The UK chemical industry requires "an urgent and radical rethink" into how it produces chemicals if it is to play its part in meeting Government's stringent greenhouse gas emission reduction targets of 80% plus by 2050.
That is one of the conclusions of a major new report issued today by the University of Manchester's Tyndall Centre for Climate Change Research. Entitled 'Can the UK afford (not) to produce chemicals in 2050?' the report was generated in collaboration with the North East Process Industry Cluster (NEPIC) following investigations into chemical sector greenhouse gas emissions.
Funded by Engineering and Physical Sciences Research Council (EPSRC), the report highlights the role of industry, the issues surrounding carbon leakage and the responses to the goal of reducing carbon emissions. Setting out the challenges, the report looks to encourage a long-term strategy that encompasses both a re-balanced and low carbon economy.
The report states that the chemical industry's greenhouse gas emissions have fallen significantly since 1990 by 70%. This is as a result of technological and efficiency improvements along with factors such as the economic crisis, rising energy and feedstock prices, factory closures and off-shoring.

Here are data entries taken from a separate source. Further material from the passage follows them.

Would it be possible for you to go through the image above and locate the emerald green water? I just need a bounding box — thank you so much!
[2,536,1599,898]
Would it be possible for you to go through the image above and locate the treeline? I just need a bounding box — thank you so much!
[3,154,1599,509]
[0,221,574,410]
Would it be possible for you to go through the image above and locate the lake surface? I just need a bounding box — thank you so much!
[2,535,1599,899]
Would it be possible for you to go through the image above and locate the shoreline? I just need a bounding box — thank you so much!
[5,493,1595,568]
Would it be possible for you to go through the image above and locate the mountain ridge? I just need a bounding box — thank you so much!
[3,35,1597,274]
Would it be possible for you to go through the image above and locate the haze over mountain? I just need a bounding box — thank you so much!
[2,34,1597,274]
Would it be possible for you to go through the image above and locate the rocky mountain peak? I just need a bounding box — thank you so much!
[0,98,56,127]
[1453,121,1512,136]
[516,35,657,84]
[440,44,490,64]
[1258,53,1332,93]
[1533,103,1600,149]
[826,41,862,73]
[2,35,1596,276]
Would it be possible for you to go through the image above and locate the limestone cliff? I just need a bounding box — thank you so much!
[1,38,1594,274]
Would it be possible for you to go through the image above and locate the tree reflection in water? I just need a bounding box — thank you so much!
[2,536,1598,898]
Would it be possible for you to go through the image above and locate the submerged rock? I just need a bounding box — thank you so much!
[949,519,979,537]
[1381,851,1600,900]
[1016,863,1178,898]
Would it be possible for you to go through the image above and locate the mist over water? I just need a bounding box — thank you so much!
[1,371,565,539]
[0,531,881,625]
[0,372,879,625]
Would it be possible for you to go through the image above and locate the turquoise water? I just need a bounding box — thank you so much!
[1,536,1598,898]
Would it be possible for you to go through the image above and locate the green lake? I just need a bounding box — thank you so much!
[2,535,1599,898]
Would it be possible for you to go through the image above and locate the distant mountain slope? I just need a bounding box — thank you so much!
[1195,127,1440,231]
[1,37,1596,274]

The report adds that there is currently no evidence to suggest that the UK's carbon emissions targets have played a direct role in relocation.
Dr Paul Gilbert, lead author of the report, said: "If the UK chemical industry is to grow beyond 2050 then it needs to radically think how it will achieve absolute emission reductions across the sector. This will require the sector to go above and beyond incremental efficiency improvements. It will require significant changes to the current processes operated, with commensurately high levels of capital investment. This is challenging, but with changing patterns of supply and demand for chemicals overseas, it is something industry needs to step up to."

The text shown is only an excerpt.